ASCII-Only Processing

Many programs intentionally process only ASCII.

For example, HTTP headers, many config keys, file extensions, identifiers, and protocol tokens often use ASCII rules.

ASCII lowercase conversion:

fn asciiToUpper(byte: u8) u8 {
    if (byte >= 'a' and byte <= 'z') {
        return byte - ('a' - 'A');
    }

    return byte;
}

Apply it to a mutable slice:

fn uppercaseAscii(text: []u8) void {
    for (text) |*byte| {
        byte.* = asciiToUpper(byte.*);
    }
}

This is fine when the input is known to be ASCII.
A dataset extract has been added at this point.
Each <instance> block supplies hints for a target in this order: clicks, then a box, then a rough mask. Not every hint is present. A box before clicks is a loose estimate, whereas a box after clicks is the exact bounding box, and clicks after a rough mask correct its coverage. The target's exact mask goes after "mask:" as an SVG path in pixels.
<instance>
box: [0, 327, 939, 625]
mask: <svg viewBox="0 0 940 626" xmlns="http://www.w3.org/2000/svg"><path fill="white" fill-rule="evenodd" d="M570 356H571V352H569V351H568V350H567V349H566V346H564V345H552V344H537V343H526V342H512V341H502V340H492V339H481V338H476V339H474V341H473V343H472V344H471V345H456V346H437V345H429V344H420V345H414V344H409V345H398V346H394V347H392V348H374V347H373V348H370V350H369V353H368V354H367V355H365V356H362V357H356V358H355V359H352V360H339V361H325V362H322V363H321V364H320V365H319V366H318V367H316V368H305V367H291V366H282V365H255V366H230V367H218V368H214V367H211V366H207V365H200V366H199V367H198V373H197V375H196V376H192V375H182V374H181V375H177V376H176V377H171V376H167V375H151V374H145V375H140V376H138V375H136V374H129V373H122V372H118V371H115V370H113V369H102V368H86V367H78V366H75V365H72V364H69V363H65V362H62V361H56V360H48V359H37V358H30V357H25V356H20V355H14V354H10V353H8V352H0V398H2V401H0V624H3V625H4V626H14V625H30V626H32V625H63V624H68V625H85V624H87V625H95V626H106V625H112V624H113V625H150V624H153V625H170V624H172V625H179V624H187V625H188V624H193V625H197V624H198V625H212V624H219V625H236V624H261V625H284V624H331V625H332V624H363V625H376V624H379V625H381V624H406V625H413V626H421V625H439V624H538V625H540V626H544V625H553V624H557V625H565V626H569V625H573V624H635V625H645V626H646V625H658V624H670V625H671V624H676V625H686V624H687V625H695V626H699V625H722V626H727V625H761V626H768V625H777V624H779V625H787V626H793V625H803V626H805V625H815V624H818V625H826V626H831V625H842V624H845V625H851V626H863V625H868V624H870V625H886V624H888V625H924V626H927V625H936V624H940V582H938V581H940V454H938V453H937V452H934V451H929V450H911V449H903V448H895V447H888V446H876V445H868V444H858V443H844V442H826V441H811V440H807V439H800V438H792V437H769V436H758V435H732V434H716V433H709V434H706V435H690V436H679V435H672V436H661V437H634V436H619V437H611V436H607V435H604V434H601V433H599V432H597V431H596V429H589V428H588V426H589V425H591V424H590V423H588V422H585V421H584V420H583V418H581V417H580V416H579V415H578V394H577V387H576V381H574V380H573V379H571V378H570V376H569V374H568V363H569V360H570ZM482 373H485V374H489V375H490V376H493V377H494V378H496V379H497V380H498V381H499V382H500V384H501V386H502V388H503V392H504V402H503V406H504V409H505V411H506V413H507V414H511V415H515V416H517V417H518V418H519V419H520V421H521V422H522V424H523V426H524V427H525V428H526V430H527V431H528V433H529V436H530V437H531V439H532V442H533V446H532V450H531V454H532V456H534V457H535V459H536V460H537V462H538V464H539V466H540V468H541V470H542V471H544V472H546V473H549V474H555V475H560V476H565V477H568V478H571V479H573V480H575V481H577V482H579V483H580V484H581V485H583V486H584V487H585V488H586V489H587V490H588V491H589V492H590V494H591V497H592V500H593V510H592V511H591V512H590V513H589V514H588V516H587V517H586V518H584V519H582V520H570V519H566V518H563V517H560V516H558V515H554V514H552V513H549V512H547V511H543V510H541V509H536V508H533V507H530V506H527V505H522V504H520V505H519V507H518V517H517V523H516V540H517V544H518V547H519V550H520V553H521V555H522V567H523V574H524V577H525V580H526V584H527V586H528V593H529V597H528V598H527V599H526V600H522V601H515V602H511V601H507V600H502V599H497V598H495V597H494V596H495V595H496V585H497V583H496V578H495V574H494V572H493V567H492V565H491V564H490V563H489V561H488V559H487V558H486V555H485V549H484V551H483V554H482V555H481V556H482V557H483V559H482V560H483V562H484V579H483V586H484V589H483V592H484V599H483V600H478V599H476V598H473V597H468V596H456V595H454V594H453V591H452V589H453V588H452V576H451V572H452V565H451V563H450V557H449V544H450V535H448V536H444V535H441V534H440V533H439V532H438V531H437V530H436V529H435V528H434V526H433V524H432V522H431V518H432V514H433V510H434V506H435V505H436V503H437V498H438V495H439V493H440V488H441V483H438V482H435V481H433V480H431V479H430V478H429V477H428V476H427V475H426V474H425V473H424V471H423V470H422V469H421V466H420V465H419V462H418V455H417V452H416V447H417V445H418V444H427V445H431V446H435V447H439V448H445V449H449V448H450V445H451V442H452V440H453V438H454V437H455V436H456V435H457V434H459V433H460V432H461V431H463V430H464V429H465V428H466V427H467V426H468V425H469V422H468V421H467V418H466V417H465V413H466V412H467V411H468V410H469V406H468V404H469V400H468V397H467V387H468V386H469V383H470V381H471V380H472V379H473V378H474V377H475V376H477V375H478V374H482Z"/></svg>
Do not use this as full Unicode uppercase conversion. Unicode case conversion is more complex.

Complete Example

const std = @import("std");

fn printBytes(text: []const u8) void {
    std.debug.print("bytes: ", .{});

    for (text) |byte| {
        std.debug.print("{x} ", .{byte});
    }

    std.debug.print("\n", .{});
}

fn printCodepoints(text: []const u8) !void {
    var view = try std.unicode.Utf8View.init(text);
    var it = view.iterator();

    std.debug.print("code points: ", .{});

    while (it.nextCodepoint()) |cp| {
        std.debug.print("U+{X} ", .{cp});
    }

    std.debug.print("\n", .{});
}

pub fn main() !void {
    const text = "Aé你";

    std.debug.print("text = {s}\n", .{text});
    std.debug.print("byte length = {}\n", .{text.len});

    printBytes(text);
    try printCodepoints(text);
}

Output:

text = Aé你
byte length = 6
bytes: 41 c3 a9 e4 bd a0
code points: U+41 U+E9 U+4F60

This example shows the central idea:

Zig stores text as bytes
UTF-8 explains how those bytes represent Unicode code points

Common Mistake: Assuming .len Counts Characters

This code:

const text = "你好";
std.debug.print("{}\n", .{text.len});

prints:

6

not:

2

The result is 6 because .len counts bytes.

Common Mistake: Slicing in the Middle of a Code Point

This is wrong if you expect valid UTF-8:

const text = "é";
const broken = text[0..1];

The slice exists, but it does not contain valid UTF-8.

Use UTF-8-aware logic when slicing human text.

Common Mistake: Treating ASCII Helpers as Unicode Helpers

This function:

fn uppercaseAscii(text: []u8) void {
    for (text) |*byte| {
        if (byte.* >= 'a' and byte.* <= 'z') {
            byte.* -= 32;
        }
    }
}

only handles ASCII letters.

It does not correctly uppercase all Unicode text.

Name functions honestly. uppercaseAscii is a better name than uppercase.

Summary

Zig strings are byte slices.

Most text is represented as:

[]const u8

The bytes are usually UTF-8, but the type itself is still a byte slice.

.len counts bytes. A normal for loop gives bytes. Slicing uses byte indexes.

For Unicode-aware processing, validate and decode UTF-8 using std.unicode.

The beginner rule is simple: treat strings as bytes first, and decode them only when you need Unicode meaning.